When dealing with an outbreak, employers should not overlook their responsibilities under state and federal occupational safety health laws. Under the federal act, employers have a responsibility to provide a workplace free from serious recognized hazards. Such “hazards” include pandemics or serious virus and disease outbreaks. The Occupational Safety Health Administration issued a fact sheet outlining specific topics employers should ensure that their employees understand, which include:

  • The differences between seasonal epidemics and worldwide pandemic disease outbreaks;
  • Which job activities may put employees at risk for exposure to sources of infection;
  • What options may be available for working remotely, or utilizing an employer’s flexible leave policy when sick;
  • Social distancing strategies, including avoiding close physical contact and large gatherings of people;
  • Good hygiene and appropriate disinfection;
  • What personal protective equipment (PPE) is available, and how to wear, use, clean, and store it appropriately;
  • What medical services (e.g., vaccination, post-exposure medication) may be available; and
  • How supervisors will provide updated pandemic related communications, and where employees should direct their questions.

Additionally, employers should consider delaying non-essential travel to potentially impacted zones. As noted, if you do not have a pandemic plan in place, this fact sheet serves as a good starting point to begin thinking about—and developing—your company’s response to the types of questions and concerns you are likely to encounter.

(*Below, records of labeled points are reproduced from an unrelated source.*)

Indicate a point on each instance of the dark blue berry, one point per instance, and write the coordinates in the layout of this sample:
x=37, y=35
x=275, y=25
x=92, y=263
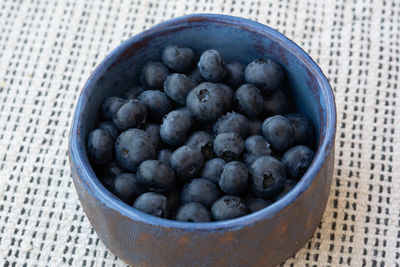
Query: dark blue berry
x=196, y=75
x=266, y=74
x=201, y=191
x=157, y=103
x=110, y=128
x=132, y=148
x=130, y=115
x=289, y=184
x=255, y=127
x=100, y=146
x=152, y=203
x=257, y=145
x=279, y=133
x=110, y=106
x=267, y=177
x=232, y=122
x=126, y=187
x=228, y=146
x=153, y=75
x=235, y=74
x=233, y=178
x=206, y=102
x=249, y=101
x=153, y=130
x=179, y=59
x=203, y=142
x=229, y=207
x=164, y=156
x=107, y=173
x=193, y=212
x=303, y=129
x=175, y=127
x=276, y=104
x=174, y=200
x=256, y=204
x=297, y=160
x=177, y=86
x=156, y=176
x=228, y=95
x=187, y=162
x=212, y=169
x=133, y=92
x=211, y=66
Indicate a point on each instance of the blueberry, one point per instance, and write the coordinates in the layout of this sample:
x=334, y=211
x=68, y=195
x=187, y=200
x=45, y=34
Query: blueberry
x=153, y=130
x=175, y=127
x=249, y=159
x=187, y=162
x=201, y=191
x=132, y=148
x=130, y=115
x=107, y=173
x=267, y=177
x=152, y=203
x=228, y=146
x=126, y=187
x=110, y=128
x=174, y=200
x=249, y=101
x=297, y=160
x=229, y=207
x=164, y=156
x=110, y=106
x=235, y=74
x=177, y=86
x=255, y=127
x=193, y=212
x=156, y=176
x=303, y=129
x=257, y=146
x=212, y=169
x=153, y=75
x=211, y=66
x=157, y=104
x=232, y=122
x=256, y=204
x=100, y=146
x=133, y=92
x=203, y=142
x=276, y=104
x=279, y=133
x=289, y=184
x=196, y=75
x=206, y=102
x=266, y=74
x=233, y=178
x=179, y=59
x=228, y=95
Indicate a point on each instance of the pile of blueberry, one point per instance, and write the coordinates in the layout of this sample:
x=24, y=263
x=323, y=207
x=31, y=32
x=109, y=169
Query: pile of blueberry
x=200, y=143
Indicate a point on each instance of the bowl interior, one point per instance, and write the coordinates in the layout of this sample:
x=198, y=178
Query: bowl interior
x=234, y=42
x=237, y=40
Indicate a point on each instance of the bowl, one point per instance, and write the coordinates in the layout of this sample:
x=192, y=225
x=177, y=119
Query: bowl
x=263, y=238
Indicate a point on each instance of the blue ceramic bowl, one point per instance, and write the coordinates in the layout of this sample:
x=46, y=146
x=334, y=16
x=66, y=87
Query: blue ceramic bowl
x=263, y=238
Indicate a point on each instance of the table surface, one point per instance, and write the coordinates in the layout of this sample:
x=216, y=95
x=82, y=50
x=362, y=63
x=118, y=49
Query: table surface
x=49, y=48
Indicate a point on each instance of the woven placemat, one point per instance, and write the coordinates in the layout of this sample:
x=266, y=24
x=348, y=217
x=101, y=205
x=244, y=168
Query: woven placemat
x=49, y=48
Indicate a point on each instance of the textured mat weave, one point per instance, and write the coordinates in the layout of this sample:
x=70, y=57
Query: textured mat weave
x=48, y=49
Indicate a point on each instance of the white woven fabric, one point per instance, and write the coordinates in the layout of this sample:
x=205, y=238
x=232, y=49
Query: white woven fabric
x=49, y=48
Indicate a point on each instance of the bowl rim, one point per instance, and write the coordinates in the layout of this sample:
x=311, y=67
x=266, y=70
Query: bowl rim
x=77, y=150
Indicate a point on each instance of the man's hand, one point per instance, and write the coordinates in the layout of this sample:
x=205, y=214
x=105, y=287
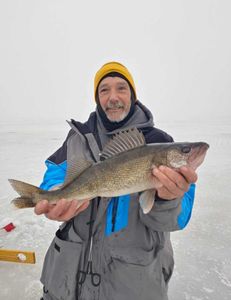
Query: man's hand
x=62, y=211
x=174, y=183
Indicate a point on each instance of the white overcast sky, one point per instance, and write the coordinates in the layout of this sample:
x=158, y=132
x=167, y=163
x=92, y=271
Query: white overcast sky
x=179, y=53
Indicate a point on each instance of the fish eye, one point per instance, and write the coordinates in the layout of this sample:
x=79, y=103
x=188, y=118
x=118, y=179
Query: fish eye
x=186, y=149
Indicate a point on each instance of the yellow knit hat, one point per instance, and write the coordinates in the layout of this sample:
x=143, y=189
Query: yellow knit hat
x=110, y=67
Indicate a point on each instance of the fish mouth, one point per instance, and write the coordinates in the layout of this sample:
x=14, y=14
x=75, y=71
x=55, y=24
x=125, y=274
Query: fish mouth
x=197, y=155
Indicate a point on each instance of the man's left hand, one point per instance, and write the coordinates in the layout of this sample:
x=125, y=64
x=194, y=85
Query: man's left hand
x=174, y=183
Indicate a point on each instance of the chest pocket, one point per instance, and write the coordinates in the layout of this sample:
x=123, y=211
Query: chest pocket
x=117, y=214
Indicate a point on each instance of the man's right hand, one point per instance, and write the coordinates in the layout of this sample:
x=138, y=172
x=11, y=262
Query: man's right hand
x=62, y=211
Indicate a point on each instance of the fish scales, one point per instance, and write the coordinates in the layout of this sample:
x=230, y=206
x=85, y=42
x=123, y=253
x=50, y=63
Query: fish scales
x=121, y=172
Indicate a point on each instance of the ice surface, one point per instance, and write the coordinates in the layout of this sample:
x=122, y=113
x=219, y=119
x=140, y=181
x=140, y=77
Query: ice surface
x=202, y=250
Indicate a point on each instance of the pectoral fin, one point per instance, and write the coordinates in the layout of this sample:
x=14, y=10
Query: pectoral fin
x=147, y=200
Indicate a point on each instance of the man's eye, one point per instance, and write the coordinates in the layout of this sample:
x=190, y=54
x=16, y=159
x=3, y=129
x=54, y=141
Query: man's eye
x=122, y=88
x=103, y=90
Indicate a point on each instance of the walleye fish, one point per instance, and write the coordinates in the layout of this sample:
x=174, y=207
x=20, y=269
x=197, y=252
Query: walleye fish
x=125, y=167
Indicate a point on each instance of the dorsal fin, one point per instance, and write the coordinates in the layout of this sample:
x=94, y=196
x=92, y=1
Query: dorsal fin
x=123, y=141
x=75, y=168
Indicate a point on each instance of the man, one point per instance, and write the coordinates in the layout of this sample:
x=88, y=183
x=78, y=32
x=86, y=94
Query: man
x=108, y=248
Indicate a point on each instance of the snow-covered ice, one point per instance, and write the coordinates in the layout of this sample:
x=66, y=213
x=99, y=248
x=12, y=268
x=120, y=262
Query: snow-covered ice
x=202, y=250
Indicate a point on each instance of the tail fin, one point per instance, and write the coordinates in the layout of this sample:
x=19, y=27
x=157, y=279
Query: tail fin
x=26, y=191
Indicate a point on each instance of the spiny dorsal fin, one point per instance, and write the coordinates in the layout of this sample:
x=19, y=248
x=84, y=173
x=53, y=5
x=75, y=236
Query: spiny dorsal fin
x=24, y=189
x=123, y=141
x=75, y=168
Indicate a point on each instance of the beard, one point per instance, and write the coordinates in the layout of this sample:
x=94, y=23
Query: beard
x=119, y=115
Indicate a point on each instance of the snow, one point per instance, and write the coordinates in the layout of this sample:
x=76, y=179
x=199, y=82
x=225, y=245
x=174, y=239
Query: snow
x=202, y=250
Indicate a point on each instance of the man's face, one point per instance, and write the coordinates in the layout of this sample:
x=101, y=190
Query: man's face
x=115, y=98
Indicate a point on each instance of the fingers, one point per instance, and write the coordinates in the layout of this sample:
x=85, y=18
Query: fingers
x=63, y=210
x=189, y=174
x=171, y=179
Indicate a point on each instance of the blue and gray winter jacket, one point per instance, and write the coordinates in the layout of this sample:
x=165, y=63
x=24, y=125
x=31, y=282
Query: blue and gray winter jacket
x=131, y=251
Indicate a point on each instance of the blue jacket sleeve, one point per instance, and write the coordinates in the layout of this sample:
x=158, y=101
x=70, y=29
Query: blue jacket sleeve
x=186, y=207
x=54, y=175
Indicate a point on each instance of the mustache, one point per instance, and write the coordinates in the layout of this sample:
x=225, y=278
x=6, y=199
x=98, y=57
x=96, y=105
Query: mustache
x=114, y=105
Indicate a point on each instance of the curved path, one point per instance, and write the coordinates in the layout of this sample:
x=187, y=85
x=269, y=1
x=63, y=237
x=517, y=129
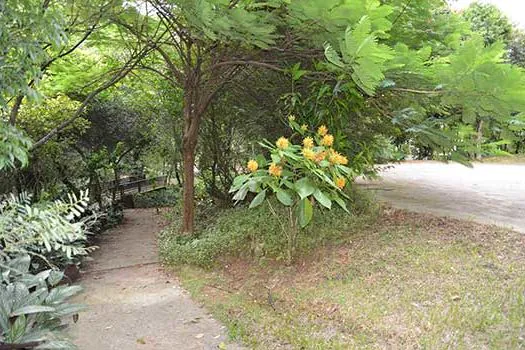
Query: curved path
x=132, y=303
x=488, y=193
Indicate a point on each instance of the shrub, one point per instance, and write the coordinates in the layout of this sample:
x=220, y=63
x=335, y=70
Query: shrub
x=256, y=233
x=33, y=307
x=303, y=177
x=45, y=230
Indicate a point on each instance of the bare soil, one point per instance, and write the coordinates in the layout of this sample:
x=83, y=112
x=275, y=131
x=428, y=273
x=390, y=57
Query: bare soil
x=133, y=303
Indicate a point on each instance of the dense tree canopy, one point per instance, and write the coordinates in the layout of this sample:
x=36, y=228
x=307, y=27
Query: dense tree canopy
x=184, y=87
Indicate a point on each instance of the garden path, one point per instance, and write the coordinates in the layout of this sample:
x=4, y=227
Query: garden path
x=487, y=193
x=133, y=303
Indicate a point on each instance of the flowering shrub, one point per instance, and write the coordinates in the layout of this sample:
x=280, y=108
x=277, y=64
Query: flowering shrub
x=302, y=176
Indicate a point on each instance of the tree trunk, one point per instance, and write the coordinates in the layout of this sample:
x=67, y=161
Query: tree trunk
x=188, y=187
x=479, y=138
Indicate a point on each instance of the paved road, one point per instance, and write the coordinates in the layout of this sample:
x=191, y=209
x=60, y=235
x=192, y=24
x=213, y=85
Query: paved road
x=132, y=303
x=488, y=193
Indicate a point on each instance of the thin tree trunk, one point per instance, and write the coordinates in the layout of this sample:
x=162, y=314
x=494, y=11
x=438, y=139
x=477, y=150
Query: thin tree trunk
x=188, y=188
x=479, y=138
x=15, y=109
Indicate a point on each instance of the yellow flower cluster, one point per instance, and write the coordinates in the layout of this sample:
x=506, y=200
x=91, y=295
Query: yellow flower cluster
x=275, y=170
x=328, y=140
x=308, y=142
x=308, y=153
x=252, y=165
x=320, y=156
x=337, y=158
x=282, y=143
x=323, y=130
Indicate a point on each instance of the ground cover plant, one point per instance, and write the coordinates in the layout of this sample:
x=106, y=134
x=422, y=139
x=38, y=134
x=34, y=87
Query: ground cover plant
x=402, y=280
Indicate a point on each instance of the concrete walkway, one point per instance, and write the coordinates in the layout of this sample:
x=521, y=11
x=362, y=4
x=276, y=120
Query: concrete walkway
x=487, y=193
x=132, y=303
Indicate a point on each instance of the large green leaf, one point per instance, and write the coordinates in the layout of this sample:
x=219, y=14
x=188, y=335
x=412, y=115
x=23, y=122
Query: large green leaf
x=258, y=199
x=305, y=212
x=341, y=203
x=304, y=187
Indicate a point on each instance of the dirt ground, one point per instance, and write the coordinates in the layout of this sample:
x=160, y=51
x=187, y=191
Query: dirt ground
x=487, y=193
x=132, y=303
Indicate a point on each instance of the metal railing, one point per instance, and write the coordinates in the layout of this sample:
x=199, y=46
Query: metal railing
x=137, y=186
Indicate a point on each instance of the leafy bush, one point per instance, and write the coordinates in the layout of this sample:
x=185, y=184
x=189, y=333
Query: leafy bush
x=257, y=233
x=303, y=177
x=33, y=307
x=164, y=197
x=45, y=230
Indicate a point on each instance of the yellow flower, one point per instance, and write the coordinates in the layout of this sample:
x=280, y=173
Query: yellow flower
x=340, y=182
x=308, y=142
x=337, y=158
x=275, y=170
x=328, y=140
x=320, y=156
x=252, y=165
x=308, y=153
x=282, y=143
x=334, y=157
x=323, y=130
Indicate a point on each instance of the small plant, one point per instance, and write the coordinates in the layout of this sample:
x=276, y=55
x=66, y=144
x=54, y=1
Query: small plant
x=302, y=177
x=33, y=307
x=45, y=230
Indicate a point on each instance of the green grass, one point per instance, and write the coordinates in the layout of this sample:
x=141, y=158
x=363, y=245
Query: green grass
x=402, y=281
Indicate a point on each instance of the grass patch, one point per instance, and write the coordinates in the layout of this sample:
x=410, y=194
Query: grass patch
x=401, y=280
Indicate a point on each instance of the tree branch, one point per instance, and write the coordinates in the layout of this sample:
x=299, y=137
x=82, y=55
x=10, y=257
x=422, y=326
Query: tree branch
x=121, y=74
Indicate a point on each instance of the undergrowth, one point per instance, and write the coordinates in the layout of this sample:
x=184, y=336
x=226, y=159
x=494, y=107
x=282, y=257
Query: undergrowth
x=241, y=231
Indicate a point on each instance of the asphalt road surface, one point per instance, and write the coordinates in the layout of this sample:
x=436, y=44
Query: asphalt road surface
x=487, y=193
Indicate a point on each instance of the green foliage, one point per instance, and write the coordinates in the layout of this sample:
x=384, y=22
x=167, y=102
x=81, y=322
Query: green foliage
x=489, y=22
x=45, y=230
x=14, y=147
x=163, y=197
x=257, y=233
x=33, y=307
x=299, y=175
x=218, y=21
x=24, y=26
x=362, y=56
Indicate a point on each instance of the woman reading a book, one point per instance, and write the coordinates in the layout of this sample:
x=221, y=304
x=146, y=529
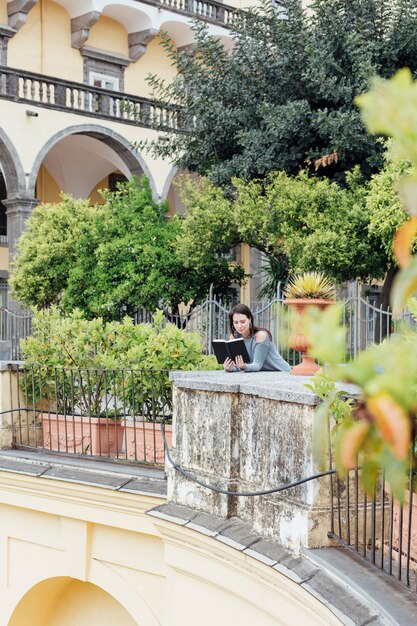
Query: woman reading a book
x=258, y=341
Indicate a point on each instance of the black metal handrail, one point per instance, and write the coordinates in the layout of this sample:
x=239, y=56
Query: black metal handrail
x=377, y=527
x=112, y=414
x=63, y=95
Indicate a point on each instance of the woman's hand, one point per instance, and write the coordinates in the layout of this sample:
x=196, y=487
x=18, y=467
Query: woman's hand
x=229, y=365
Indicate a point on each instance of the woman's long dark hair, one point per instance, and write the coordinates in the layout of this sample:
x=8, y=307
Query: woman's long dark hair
x=242, y=309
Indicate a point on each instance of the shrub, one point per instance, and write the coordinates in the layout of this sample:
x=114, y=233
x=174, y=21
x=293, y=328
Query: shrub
x=93, y=367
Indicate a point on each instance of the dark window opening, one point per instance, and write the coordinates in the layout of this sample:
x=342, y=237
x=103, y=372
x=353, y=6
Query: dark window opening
x=114, y=179
x=3, y=216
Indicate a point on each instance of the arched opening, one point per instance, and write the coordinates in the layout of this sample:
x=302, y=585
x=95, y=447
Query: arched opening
x=65, y=601
x=82, y=161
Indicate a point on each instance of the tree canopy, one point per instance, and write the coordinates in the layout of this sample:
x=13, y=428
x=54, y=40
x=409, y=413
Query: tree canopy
x=305, y=222
x=114, y=259
x=282, y=97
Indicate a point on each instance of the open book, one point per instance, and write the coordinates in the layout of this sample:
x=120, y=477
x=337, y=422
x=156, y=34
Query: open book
x=232, y=348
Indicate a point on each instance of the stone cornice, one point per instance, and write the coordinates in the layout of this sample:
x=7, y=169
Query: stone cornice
x=17, y=11
x=104, y=55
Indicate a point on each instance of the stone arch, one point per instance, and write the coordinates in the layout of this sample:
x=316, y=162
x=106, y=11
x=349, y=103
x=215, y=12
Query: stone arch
x=121, y=146
x=11, y=167
x=68, y=601
x=39, y=588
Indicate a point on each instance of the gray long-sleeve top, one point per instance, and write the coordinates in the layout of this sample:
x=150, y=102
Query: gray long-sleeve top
x=264, y=356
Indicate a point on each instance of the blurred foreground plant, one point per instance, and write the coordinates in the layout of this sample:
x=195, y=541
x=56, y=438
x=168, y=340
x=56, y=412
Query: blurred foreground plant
x=376, y=432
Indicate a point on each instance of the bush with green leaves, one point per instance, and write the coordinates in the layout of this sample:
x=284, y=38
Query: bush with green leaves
x=112, y=259
x=94, y=367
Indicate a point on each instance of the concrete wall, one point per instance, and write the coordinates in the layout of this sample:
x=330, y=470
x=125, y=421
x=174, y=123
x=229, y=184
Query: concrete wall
x=79, y=555
x=248, y=433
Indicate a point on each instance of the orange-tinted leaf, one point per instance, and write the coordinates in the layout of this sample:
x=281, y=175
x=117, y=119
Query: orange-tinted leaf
x=393, y=423
x=352, y=443
x=403, y=242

Complying with the Americans With Disabilities Act

The ADA prevents discrimination against individuals who have disabilities, or who may be regarded as having disabilities. There are plausible arguments that a virus like the coronavirus meets the ADA’s definition of a “disability.” However, those arguments are weakened by the virus’s potentially short duration. Nonetheless, employers can walk themselves into a potential “regarded as” disability claim when attempting to investigate or accommodate a potentially impacted employee. Employers should carefully review the “Pandemic Preparedness in the Workplace and the Americans with Disabilities Act” guidance issued by the EEOC during the 2009 H1N1 outbreak. While dealing with a different type of virus, the EEOC’s guidance remains helpful here. Importantly, sending employees home who exhibit symptoms during a pandemic (either through paid leave or asking them to work from home for a period of time) will likely not violate the ADA, and such an action might be permitted under the ADA if the illness were serious enough to pose a “direct threat” to others (i.e., a significant risk of substantial harm even with reasonable accommodation). In such circumstances, employers may also ask employees to provide a note from their doctor attesting to their ability to return to work, and that their return would not pose a direct threat of infection to other employees.

Complying with the Family Medical Leave Act

The FMLA is also relevant to pandemic preparation. Coronavirus, or other serious viruses, may qualify under the FMLA as “a serious health condition” entitling an employee to take medical leave. Employees may also be eligible for FMLA leave if they are taking time off to verify whether they have a serious health condition or take care of an impacted family member.

Key Takeaways

  • Stay informed from reliable and reputable sources, like the U.S. government or the World Health Organization.  
  • Develop a pandemic preparation plan which should outline how the company would respond to and handle potentially impacted employees and communicate that plan effectively and consistently to employees.
  • Before you act, make sure your proposed plan complies with the array of applicable state and federal employment laws.
  • Encourage employees to maintain good practices, such as regular handwashing, use of hand sanitizers, coughing and sneezing etiquette, and proper tissue usage and disposal.